Asbarez: Yerevan Steps Up CSTO Exit Talk

Prime Minister Nikol Pashinyan addresses a gathering of CSTO national security advisors in Yerevan on June 17Prime Minister Nikol Pashinyan, who snubbed a summit of the Collective Security Treaty Organization last week, did not rule out the possibility of Armenia exiting the Russia-led security bloc as he again accused the group of not honoring its obligations to Armenia.

A leading member of Pashinyan’s Civil Contract party on Monday signaled that Armenia could leave the CSTO because of the group’s hesitance to support Armenia, especially when Azerbaijani forces breached Armenia’s sovereign borders in September 2022 and May 2021.

“There is a defined situation in which we would definitely leave [the CSTO,]” Gevorg Papoyan, Civil Contract’s deputy chairman, told reporters on Monday. “We don’t have that situation yet.”

“But there is also a situation where we would definitely participate in those [CSTO] meetings.
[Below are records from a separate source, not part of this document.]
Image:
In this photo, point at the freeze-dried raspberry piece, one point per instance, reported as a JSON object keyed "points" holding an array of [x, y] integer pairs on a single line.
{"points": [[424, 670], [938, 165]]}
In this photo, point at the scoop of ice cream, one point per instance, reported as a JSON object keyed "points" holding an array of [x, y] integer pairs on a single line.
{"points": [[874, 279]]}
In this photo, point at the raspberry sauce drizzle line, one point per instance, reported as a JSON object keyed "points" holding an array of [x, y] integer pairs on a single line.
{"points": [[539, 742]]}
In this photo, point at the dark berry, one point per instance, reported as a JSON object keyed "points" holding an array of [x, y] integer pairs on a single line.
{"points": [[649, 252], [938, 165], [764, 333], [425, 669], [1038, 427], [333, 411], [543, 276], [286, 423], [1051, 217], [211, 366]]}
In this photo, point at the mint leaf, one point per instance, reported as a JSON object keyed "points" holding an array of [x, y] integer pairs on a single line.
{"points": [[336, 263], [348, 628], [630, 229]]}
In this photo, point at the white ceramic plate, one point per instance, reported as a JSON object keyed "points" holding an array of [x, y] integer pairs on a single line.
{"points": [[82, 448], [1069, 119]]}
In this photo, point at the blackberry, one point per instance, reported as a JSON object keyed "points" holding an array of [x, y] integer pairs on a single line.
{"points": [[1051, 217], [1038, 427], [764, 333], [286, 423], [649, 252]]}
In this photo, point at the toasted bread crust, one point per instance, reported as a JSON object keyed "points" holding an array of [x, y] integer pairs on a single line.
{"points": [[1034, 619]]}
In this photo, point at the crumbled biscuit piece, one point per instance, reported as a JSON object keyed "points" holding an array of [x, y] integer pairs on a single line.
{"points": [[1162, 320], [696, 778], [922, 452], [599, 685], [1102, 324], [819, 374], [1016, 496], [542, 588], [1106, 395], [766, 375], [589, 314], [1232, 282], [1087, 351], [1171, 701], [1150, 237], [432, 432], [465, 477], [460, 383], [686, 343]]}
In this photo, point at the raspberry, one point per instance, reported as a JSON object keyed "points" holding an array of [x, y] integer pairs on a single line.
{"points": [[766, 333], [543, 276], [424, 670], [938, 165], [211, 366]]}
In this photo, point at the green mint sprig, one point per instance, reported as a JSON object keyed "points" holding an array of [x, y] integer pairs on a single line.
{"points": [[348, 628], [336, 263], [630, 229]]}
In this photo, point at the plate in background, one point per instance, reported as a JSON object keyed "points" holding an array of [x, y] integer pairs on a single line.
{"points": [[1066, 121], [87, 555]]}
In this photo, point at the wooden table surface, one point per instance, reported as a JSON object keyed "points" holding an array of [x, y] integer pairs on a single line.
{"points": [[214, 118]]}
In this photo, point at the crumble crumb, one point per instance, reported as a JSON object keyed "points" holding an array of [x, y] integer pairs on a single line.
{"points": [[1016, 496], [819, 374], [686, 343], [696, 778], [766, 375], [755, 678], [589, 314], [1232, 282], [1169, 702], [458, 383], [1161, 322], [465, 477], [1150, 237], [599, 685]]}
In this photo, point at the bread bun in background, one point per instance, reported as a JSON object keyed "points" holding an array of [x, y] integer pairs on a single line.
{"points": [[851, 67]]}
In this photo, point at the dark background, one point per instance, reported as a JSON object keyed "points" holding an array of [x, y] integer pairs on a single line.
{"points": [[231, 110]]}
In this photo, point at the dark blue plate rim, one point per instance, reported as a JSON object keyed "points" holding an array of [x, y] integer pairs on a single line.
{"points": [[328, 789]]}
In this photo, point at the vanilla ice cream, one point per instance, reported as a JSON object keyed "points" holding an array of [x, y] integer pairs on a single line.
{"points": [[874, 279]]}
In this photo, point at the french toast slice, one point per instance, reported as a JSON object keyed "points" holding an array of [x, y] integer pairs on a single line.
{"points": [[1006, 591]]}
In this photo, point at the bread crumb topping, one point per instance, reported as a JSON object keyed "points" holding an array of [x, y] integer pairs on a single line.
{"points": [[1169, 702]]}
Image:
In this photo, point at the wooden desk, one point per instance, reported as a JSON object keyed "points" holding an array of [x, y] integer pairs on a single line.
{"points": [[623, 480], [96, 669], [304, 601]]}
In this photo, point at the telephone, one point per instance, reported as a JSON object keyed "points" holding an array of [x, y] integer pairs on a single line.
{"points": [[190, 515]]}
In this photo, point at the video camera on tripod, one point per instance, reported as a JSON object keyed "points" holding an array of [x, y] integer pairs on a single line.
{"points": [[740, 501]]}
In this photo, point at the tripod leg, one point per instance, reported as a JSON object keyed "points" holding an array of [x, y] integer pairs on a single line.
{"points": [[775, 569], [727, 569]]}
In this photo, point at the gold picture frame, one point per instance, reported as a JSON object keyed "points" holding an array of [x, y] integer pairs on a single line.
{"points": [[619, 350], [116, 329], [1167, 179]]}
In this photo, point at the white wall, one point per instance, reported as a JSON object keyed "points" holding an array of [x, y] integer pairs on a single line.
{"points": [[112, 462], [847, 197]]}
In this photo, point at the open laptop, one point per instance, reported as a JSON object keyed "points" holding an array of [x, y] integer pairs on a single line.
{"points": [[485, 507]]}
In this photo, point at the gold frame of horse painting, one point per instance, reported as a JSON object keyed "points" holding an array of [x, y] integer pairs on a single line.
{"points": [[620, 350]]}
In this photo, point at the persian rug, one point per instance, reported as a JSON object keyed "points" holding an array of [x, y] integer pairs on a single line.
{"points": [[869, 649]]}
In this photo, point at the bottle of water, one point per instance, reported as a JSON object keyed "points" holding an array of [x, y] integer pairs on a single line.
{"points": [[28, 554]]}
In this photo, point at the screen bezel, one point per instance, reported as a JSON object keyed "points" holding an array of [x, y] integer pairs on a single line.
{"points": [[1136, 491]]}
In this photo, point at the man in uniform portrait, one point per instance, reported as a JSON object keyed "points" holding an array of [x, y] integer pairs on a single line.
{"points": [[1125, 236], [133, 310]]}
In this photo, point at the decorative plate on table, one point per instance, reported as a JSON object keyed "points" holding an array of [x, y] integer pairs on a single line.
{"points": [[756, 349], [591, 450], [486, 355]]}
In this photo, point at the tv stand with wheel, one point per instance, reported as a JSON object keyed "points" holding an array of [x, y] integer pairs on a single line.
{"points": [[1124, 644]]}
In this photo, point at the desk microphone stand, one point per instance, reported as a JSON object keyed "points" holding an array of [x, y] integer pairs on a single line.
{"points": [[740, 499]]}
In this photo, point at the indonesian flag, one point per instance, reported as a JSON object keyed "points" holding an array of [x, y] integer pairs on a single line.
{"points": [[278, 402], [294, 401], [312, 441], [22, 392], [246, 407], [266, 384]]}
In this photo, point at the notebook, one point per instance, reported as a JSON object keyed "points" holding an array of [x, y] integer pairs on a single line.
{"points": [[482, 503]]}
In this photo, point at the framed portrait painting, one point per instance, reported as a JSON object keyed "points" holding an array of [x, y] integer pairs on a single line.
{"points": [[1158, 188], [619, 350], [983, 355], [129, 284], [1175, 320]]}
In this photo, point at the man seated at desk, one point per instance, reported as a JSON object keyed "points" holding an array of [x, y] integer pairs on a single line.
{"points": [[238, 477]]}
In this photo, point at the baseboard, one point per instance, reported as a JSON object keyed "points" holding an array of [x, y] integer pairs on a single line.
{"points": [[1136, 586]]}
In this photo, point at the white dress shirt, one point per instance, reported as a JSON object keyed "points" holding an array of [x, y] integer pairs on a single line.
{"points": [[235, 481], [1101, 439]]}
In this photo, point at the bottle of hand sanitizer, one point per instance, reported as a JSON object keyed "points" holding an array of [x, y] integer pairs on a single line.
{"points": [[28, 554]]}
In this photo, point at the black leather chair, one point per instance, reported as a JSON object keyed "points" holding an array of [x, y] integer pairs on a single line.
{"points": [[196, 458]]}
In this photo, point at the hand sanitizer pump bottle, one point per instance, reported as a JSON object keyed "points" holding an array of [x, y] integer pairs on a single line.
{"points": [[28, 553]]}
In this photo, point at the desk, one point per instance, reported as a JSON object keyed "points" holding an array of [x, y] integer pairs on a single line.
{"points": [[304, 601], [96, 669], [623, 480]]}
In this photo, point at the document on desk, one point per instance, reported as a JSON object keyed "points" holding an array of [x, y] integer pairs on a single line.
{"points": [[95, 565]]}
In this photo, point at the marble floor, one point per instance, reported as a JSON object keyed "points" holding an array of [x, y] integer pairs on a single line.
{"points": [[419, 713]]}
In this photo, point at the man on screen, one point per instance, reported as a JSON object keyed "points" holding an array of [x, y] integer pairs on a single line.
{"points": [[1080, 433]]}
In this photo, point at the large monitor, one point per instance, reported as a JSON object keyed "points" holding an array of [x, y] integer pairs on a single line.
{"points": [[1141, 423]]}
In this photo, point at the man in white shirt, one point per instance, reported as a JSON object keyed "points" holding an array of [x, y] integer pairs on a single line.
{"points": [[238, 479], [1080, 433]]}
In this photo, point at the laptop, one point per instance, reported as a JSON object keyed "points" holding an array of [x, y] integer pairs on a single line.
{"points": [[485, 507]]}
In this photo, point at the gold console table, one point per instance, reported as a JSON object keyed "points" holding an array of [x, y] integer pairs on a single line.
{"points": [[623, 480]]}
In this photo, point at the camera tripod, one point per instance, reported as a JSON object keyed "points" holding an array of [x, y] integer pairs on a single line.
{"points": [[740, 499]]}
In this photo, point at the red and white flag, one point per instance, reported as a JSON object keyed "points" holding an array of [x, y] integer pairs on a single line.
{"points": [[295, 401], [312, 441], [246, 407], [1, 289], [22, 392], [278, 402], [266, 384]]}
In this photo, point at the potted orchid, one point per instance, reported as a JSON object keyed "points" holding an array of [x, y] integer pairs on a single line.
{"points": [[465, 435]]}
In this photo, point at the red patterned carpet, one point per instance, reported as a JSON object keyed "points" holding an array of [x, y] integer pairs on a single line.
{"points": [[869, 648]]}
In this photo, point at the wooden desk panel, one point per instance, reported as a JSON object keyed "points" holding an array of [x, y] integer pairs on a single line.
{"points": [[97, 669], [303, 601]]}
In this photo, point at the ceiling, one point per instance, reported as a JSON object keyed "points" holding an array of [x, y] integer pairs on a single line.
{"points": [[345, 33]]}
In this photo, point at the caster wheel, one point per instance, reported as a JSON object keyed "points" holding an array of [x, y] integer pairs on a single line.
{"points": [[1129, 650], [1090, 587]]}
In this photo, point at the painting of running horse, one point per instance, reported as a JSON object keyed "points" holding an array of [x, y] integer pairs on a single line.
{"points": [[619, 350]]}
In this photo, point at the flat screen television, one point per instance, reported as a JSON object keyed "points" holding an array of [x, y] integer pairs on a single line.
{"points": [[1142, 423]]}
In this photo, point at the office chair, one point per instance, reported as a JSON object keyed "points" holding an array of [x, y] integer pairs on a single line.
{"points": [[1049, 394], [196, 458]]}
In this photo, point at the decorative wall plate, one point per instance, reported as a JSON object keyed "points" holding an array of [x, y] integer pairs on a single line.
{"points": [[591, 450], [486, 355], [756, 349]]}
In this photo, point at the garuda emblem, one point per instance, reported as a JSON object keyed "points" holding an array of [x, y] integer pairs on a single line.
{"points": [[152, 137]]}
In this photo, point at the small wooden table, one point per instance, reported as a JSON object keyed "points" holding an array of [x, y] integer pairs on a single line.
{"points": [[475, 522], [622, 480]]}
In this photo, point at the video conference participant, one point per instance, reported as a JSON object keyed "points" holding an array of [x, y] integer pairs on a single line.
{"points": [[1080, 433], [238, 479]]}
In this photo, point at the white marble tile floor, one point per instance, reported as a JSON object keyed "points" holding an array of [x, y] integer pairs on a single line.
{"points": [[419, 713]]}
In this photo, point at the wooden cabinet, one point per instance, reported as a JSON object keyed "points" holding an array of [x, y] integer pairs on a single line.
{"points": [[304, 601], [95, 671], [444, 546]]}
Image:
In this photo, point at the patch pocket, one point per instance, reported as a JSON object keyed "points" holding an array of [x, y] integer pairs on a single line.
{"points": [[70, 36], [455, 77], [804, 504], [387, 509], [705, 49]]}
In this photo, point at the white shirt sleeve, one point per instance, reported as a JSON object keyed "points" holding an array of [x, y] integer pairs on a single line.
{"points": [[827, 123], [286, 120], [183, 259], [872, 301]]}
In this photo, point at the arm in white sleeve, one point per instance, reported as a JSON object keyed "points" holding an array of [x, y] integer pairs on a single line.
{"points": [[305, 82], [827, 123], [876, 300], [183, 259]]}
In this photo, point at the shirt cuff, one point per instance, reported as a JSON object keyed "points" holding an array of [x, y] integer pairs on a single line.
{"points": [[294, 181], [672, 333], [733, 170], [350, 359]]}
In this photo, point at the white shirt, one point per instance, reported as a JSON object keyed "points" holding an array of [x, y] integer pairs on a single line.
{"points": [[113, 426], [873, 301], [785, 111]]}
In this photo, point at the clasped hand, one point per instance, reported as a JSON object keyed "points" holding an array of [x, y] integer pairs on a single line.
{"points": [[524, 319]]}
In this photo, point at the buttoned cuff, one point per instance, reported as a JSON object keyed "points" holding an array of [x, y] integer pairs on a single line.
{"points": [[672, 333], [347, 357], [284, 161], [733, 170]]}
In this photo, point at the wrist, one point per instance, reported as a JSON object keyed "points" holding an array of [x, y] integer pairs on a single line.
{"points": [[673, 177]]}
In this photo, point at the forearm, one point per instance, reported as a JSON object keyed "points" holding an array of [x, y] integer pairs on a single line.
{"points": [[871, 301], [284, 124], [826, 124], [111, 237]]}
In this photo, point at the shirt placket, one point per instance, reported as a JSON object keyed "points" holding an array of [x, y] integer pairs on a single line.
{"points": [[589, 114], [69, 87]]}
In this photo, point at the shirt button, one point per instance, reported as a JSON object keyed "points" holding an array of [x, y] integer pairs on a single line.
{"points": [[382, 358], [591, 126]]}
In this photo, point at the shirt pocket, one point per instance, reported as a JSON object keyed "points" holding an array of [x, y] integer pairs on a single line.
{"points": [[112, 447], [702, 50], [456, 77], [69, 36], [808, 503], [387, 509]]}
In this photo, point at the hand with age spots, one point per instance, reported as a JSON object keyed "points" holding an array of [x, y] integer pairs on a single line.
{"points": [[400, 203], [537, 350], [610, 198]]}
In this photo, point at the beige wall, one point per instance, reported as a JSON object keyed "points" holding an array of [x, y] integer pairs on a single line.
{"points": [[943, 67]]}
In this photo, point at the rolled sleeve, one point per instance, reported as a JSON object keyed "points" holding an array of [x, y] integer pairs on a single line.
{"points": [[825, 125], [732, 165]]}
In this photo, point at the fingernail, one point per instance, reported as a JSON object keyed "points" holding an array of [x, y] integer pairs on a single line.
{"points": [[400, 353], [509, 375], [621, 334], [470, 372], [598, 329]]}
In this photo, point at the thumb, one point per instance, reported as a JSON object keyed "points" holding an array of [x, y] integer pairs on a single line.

There is no such situation either,” he said, referring to Yerevan’s effective non-participation in the alliance’s program and activities.

The CSTO secretary general on Monday downplayed Pashinyan’s decision to attend last week’s summit.

Imangali Tasmagambetov said that Pashinyan did not fly to Minsk, the capital of Belarus, for the summit last Thursday for merely “technical” reasons.

“In my view, it makes no sense to draw any categorical conclusions from this situation,” Tasmagambetov told the TASS news agency. “Armenia was and remains our ally.”
Tasmagambetov is scheduled to visit Yerevan.

The Russian foreign ministry, however, accused Pashinyan and his government of planning a “radical change” if its geopolitical orientation, claiming that the United States and the European Union are pushing Yerevan to abandon Russia.

Over the weeken, the Kremlin’s spokesman Dmitry Peskov dismissed the criticism of the CSTO voiced by Pashinyan and other Armenian leaders.

He expressed hope that Yerevan will soon resume its “full-fledged participation in the organization.”